I Lost My Love in Baghdad by Michael Hastings

I Lost My Love in Baghdad by Michael Hastings

Author:Michael Hastings
Language: eng
Format: epub
Publisher: Simon and Schuster
Published: 2008-05-26T16:00:00+00:00


CHAPTER13

August 2006

BAGHDAD

Baghdad life is no longer new to me, it is just the routine. Wake up in the morning, feel your bed shake slightly, hear the windows rattle, a boom in the distance. Did I dream it? Close your eyes, back to sleep. The house shakes again. No, that’s a car bomb. It’s 8:15A.M. , I don’t need to get up for another half hour.

Munib brings an omelet and toast with a glass of unidentifiable juice and Happy Cow cheese wrapped in colorful tinfoil.

“Boom cars this morning,” he says. “Boom car” is his translation for car bomb.

Scott, whose room is on the second floor, comes downstairs.

“Did you hear the explosion this morning?” I ask, sipping coffee.

“Yeah, it was a big one.”

“Woke me up, that’s for sure. Beats any alarm clock.”

We hear machine-gun fire, probably from one of the ranges set up nearby to train the Iraqi security forces.

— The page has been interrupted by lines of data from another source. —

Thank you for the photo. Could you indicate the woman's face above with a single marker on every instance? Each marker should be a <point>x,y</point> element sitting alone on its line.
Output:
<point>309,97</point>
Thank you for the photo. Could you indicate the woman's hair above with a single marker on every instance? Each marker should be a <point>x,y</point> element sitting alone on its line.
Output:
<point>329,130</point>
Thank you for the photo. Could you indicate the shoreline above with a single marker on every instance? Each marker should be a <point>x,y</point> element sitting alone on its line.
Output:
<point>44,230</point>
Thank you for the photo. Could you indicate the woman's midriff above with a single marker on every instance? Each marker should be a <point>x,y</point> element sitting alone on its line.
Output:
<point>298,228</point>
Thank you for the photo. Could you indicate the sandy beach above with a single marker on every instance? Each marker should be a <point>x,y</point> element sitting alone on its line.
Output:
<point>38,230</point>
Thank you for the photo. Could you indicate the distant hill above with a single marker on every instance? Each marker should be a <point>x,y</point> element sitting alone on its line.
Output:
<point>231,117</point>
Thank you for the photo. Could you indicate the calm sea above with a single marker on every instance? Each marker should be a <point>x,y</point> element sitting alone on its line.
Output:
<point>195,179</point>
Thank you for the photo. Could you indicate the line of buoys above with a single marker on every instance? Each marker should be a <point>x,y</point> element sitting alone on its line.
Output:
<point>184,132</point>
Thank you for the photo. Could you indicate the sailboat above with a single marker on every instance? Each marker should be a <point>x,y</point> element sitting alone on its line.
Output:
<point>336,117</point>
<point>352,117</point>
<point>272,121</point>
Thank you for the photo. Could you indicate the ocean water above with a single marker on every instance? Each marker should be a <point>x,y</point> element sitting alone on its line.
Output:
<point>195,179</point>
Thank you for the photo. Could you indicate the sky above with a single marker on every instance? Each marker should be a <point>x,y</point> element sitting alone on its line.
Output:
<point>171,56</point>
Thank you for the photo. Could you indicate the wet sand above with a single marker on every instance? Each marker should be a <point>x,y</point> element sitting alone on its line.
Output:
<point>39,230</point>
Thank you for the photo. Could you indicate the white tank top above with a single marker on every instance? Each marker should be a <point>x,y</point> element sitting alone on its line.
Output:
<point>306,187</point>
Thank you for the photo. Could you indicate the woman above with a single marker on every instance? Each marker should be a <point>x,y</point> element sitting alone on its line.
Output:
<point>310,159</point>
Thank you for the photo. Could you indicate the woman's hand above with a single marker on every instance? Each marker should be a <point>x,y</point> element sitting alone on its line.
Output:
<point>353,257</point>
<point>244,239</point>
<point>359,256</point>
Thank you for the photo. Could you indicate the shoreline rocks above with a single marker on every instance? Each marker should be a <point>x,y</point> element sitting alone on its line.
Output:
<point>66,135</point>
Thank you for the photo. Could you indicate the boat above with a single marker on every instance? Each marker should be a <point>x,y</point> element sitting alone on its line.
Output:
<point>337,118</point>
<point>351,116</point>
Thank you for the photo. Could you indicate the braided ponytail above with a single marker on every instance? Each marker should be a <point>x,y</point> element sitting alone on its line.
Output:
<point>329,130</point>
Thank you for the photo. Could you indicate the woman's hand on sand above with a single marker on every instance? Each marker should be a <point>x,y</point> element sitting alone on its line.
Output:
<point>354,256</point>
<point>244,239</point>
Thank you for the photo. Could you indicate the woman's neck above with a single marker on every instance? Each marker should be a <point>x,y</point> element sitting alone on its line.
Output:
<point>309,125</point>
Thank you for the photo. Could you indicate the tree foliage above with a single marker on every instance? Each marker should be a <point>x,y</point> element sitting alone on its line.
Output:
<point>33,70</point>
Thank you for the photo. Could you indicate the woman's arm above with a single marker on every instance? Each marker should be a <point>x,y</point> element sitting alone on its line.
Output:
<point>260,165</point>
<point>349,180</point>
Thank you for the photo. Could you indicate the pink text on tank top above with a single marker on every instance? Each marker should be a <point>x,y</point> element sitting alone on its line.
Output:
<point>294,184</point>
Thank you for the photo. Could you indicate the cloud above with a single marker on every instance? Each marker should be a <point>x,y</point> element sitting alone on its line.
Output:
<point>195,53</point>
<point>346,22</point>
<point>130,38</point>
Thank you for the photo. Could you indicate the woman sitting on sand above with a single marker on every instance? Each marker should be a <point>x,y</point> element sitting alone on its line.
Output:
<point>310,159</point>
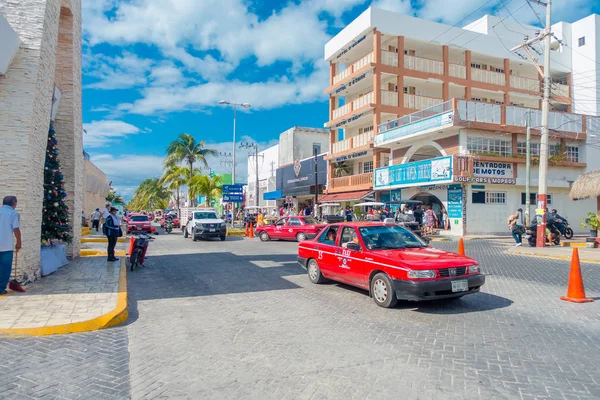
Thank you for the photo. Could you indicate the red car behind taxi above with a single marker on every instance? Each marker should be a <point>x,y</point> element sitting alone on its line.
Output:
<point>390,262</point>
<point>297,228</point>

I take a shower. There is a bare lightbulb and a red-tiled floor, damp though it’s over 115 degrees outside. The mirror is cracked. The toothpaste is some local brand—Sino—and it feels like it burns away the enamel; the tap water is dirty so you swig and spit from the two-liter plastic bottle and the bottle top tastes like stale toothpaste, left over from last night when you brushed your teeth before going to bed. The shower water is either hot or burning hot; steam fills the room; the shower curtain won’t close properly and the water splashes out on the floor; a cockroach runs out of the drain and I step on it with my flip-flops—exterminate the brutes. There is surprisingly decent water pressure, all other things considered. It’s not an exaggeration to say that even after your hair dries and your Gillette Arctic Fresh deodorant is on you still don’t feel clean.

I put on what I wear around the house: baggy brown cargo shorts and a white T-shirt, keeping my flip-flops on.

It’s 9:30A.M. I talk to Scott about reporting, or we talk about sleep.

“Did you sleep well last night?”

“Mosquitoes again. They ate me alive. I had to sleep in my hoodie with the hood up and at 4A.M. I decided to fuck it and turn the light on and hunt the bastard down.”

Mosquitoes always find their way inside the house, like we’re living in a swamp and not the desert. The only explanation I can figure is that we are in walking distance of the Tigris River. Various other insects live in the house and faded green lizards sneak in through gaps and crawl up the walls to hide in plain view on the ceiling. At night, bats whip through the darkness.

Mosquitoes, lizards, bats. Extreme heat in the summer, air on your face like a blow-dryer switched to high. Noisy ceiling fans, dust everywhere, nasal-clogging sandstorms. Bad food washed down with unidentifiable juice. Boom cars. More people blowing themselves up in Iraq than at any other point in modern history. Baghdad is the deadliest city on earth.

What is it that Ranya, our fixer in Amman, said? She said she can’t stand Iraqis.